Effect of pre-exercise caffeine intake on endurance performance and core temperature regulation during exercise in the heat: a systematic review and analysis.

Naulleau C, Jeker D, Pancrate T, Claveau P, Deshayes TA, Burke LM, Goulet EDB. Sports Med. 2022 May 26. doi: 10.1007/s40279-022-01692-1. Epub ahead of print.


Take-Home Message

Caffeine intake (6mg/kg) 1 hour before exercise in the heat has a minimal effect on improving endurance performance and increasing core body temperature.


Caffeine is an ergogenic aid; however, prior studies have led to conflicting results about the effect of caffeine during exercise in hot environmental conditions.

Study Goal

Naulleau and colleagues completed a systematic review and meta-analysis to assess the effect of pre-exercise caffeine intake on endurance performance and core body temperature regulation when someone exercises in the heat.


The researchers completed a comprehensive literature search. They included an article if it met five inclusion criteria: (1) placebo-controlled or randomized controlled trial study design, (2) included healthy adults, (3) studied endurance exercise for at least 20 minutes, (4) caffeine intake (swallowed without another compound) at least 30 minutes prior to exercise, (5) assessed core body temperature via rectal, esophageal, or gastrointestinal intake. The authors included 13 articles in the final systematic review. Twelve studies reported on core body temperature regulation, and 6 reported on exercise performance.

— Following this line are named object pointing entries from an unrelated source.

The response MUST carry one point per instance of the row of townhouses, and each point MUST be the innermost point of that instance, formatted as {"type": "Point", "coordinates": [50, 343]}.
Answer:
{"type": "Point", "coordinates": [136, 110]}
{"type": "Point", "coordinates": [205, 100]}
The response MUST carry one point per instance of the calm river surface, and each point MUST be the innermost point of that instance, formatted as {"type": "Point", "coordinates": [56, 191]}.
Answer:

Overall, the average caffeine dose was 6mg/kg of body weight taken ~1 hour before exercise at 34oC. On average, participants exercised for ~70 minutes. The authors analyzed data from 212 participants (90% men). While caffeine had a no-to-minimal impact on exercise performance (-1 to 5% improvement), it caused a slightly greater rate of increase in core body temperature (0.10 oC/hour) compared to a placebo.


The authors demonstrated that caffeine intake had little impact on exercise performance and core body temperature changes in a hot environment. However, in some circumstances, a slight improvement in exercise performance may be beneficial. Hence, if an athlete wants to take caffeine before endurance exercise in the heat, we can at least be reassured that it is unlikely to adversely affect their core body temperature. However, we should be cautious in generalizing these results because the studies were primarily among healthy adult men. Hence, more high-quality research needs to assess caffeine in these conditions among females and younger athletes.

Clinical Implications

Sports medicine team members should be aware that caffeine’s effect on people exercising in the heat may be minimal, but we know very little about its impact on females or young athletes.

Questions for Discussion

How do you advise your athletes with regards to caffeine intake prior to exercise? Based on the conclusions of this study, would you be more or less likely to advise your athletes on the proper use of caffeine?